A panel of investors speaking at a conference this week said that securitization was driving the growth of the marketplace lending industry, and that the combination of investor demand for yield and borrower demand for credit is creating a “perfect storm of good things” for the asset class.

An investor roundtable at the Digital Lending + Investing conference in New York on Thursday highlighted developments in the securitization of marketplace loans over the last 12-18 months. The transition to a hybrid funding model for lenders, in addition to the emergence of more sophisticated deal structures, have helped the sector attract a broad buyer base, allowing it to evolve from a niche, illiquid sector, to a market with over $23bn outstanding.

Joseph Roth, vice president at Prospect Capital Management, noted that securitization, especially the multi-seller deal format adopted by larger players like Marlette Funding, Prosper, Lending Club and SoFi, has brought down the cost of capital for issuers.

“That model is taking up a lot of momentum. Most platforms at this point do prefer to organize their own securitizations, where whole loan buyers contribute assets and in exchange for their contribution retain a portion of the equities certificate,” Roth said.

“We’re very bullish on securitization, but overall it comes down to performance of the collateral, understanding how these assets are performing both now and through potential economic downturns. We’re really looking for consistent performance that is established at the outset of lending,” he added.

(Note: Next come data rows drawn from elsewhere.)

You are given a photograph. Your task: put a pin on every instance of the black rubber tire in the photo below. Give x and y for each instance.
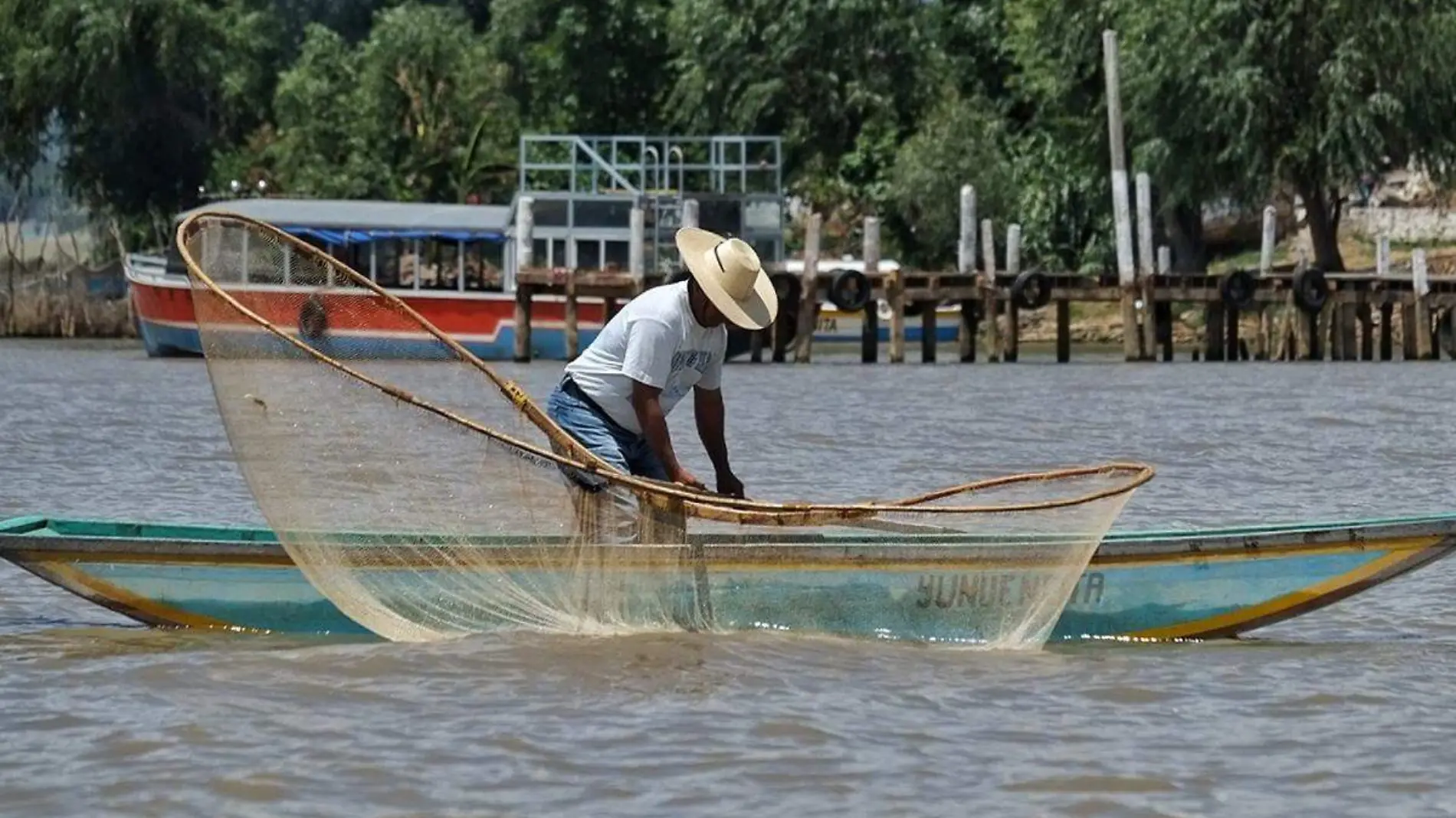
(786, 287)
(1031, 290)
(1310, 290)
(849, 290)
(1237, 289)
(313, 321)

Brendan Ross, CEO of Direct Lending Investments, added that lines between online and traditional lenders are blurring as the industry matures and investors gain familiarity with the product.

“What the future holds is more of the recognition that the rules of specialty finance and asset-backed lending are the same as they always have been, and the companies that succeed are those that follow those rules and match more closely with the traditional ways of attracting capital,” he said.

Capital market appetite for marketplace loan ABS is “healthy”, added Karrie Truglia, a specialty finance consultant. She pointed out the active pipeline of deals during the normally quiet fourth quarter. Since October, online lenders Avant, Prosper, SoFi and Marlette have hit the primary market, with investors eyeing more deals to come before the end of the year.

According to Truglia, the influx of rated deals over the last two years have allowed more investors to purchase the bonds. There has been a growing trend of pension funds and insurance companies buying triple-A rated tranches, while hedge funds have been players in the lower-rated classes.

Ross further added that the industry appears to have quieted down since the early days of big venture capital funding and the hype of "disruptive" technologies. He predicted that the drive for yield in securitization, combined with the need to open up access to credit for borrowers, will continue to drive growth of the industry.

“Investors want yield, borrowers want to borrow capital, there’s less ‘dumb’ money creating new companies and overfunding them, it’s just a kind of a perfect storm of good things,” Ross said.

Mark Simmer, managing director at Macquarie Group, added that industry consolidation of smaller players, including partnerships between banks and fintech players, will also be a major theme in 2018.

“Consolidation would likely continue but we’re going to see more platforms showing up in niche areas. I also think that we’re just in the first couple innings of platforms building themselves into real technology companies that the banks would want to partner with,” he said.